Yen Ly, Charley's owner, rescued Charley.

"We've all worked with Charley," Ly said. "But Heidi has been a key part."

Ly said they don't know his entire past and what he's been exposed to.

"She's helped him socialize with other dogs and people," Ly said. "He has his good days and bad days, but he's more focused now."

Sinclair used to live in Minneapolis, where she was studying to become a vet tech, before deciding she wanted to do more with animals outside then inside, even if inside she would be helping them get and stay healthy. Sinclair has worked with other companies that care for dogs, but always wanted to open her own business.

"I've got to be my own boss, you know. But I didn't want to live in Minneapolis," Sinclair said.

"Dog walking is a thousand dollar business and it's growing," Sinclair said. "It's different in Anchorage, but no one offers it here."

During our hike Sinclair brought four dogs along. Her dog Otis and three client dogs, Banjo, Duke and Charley. Instantly they assume a kind of pack mentality. They're friendly with one another, and they respond well to Heidi's presence and command, never leaving her sight though they are not leashed.

Like any dog owner, Sinclair does have her worries during the hike, for example, encountering a bear, or one of the dogs being quilled by a porcupine.

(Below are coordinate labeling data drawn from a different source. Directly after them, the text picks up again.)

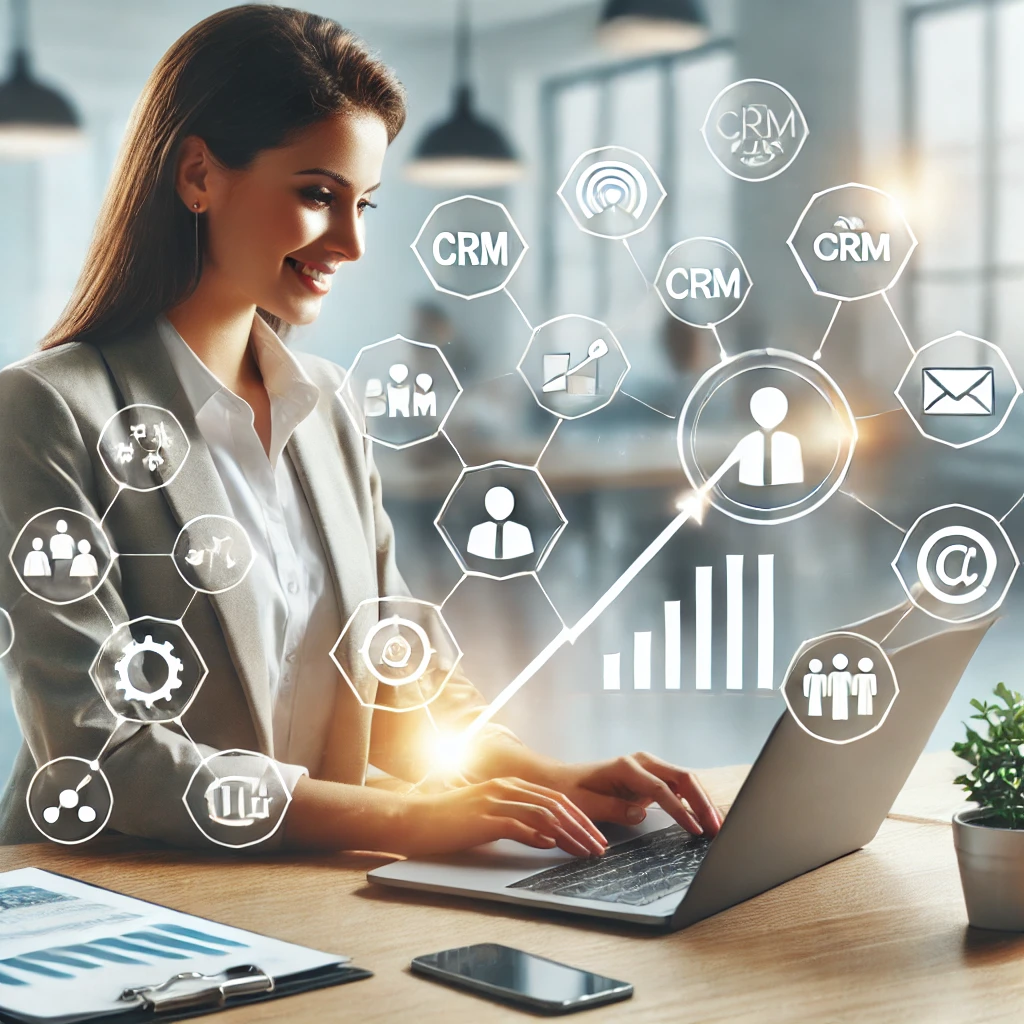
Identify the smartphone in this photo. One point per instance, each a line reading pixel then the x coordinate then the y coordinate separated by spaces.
pixel 521 979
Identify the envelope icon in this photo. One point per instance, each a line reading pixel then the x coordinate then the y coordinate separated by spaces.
pixel 958 391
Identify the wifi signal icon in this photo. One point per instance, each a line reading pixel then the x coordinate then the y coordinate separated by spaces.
pixel 608 184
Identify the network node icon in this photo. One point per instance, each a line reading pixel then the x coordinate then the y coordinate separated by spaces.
pixel 702 282
pixel 573 366
pixel 469 247
pixel 396 653
pixel 958 389
pixel 142 446
pixel 399 392
pixel 611 193
pixel 781 461
pixel 148 670
pixel 61 556
pixel 212 553
pixel 70 800
pixel 852 242
pixel 754 129
pixel 237 798
pixel 500 520
pixel 956 563
pixel 840 687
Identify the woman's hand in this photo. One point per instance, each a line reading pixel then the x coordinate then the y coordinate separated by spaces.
pixel 500 808
pixel 619 791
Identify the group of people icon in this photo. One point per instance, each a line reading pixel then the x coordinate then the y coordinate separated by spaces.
pixel 399 397
pixel 62 550
pixel 841 684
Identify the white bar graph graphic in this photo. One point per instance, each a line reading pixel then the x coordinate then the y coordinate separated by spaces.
pixel 702 635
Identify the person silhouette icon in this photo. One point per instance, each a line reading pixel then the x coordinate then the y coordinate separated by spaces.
pixel 36 562
pixel 501 539
pixel 774 462
pixel 84 565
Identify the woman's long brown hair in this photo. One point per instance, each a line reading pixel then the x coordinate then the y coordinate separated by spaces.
pixel 245 79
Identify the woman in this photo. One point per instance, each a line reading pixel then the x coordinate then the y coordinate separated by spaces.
pixel 243 182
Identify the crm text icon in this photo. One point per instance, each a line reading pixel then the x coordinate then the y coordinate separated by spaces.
pixel 702 282
pixel 958 389
pixel 611 193
pixel 469 247
pixel 840 687
pixel 399 392
pixel 782 461
pixel 956 563
pixel 396 653
pixel 755 129
pixel 852 242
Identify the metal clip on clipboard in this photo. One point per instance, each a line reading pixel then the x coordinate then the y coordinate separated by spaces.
pixel 237 981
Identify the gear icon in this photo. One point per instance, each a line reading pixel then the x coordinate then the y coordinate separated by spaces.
pixel 165 650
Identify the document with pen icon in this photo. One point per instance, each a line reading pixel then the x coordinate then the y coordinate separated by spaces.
pixel 958 391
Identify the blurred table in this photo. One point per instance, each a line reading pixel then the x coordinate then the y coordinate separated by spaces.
pixel 878 936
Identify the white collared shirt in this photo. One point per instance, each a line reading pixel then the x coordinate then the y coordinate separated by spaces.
pixel 298 611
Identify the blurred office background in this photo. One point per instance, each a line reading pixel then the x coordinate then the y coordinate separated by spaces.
pixel 923 99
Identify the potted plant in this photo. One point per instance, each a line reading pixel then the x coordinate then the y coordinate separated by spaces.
pixel 989 840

"You don't have a protocol for something really, until it happens," Sinclair said. "I'd get down off the mountain, with the dog as fast as I could. I'd drive them into Anchorage if I had to." Fortunately there haven't been any such problems.

Callib Carver | For The LOG

Heidi Sinclair's office is wherever she is at any given time. She makes doggie exercise and hiking appointments from the trail and takes pictures for her dog clients' owners. Sinclair takes her own dog, Otis (above left) out for a hike and a dip with clients Charley and Banjo. Below left, Sinclair receives a call from the Chamber of Commerce about helping with a tourist's dog. Below right, Charley flies up a trail during one of Sinclair's boot camp sessions.

Each dog, before going on a hike, is put through a kind of application process. She meets the dog in a one-on-one to get a feel for the dog and it's personality. From there she determines which group of dogs he or she would work best with, or even builds a group around said dog in certain cases. Then slowly she introduces the new dog to the group. At first on a leash and then, with the owner's permission, she will eventually allow the dog to move freely without a leash during the hikes.

Not every owner wants their dog to go on a hike. Some dogs simply can't make the two to three hour hikes that Sinclair takes them on. So she also handles the simpler walks. Checking on the dogs and letting them out for tourists that are staying in their RVs and campers. She also adds other small touches to the hikes, such as sending photos to the dog's owner showing their dog working out and having the time of their life.

In the future Sinclair plans to offer more services, as she expands her business and builds it from the ground up. Winter does't slow Sinclair down. In the winter, she also boards dogs in her home, not in kennels. But for now she is content with offering the only dog walking service in Seward that she describes as "not your ordinary around the block service."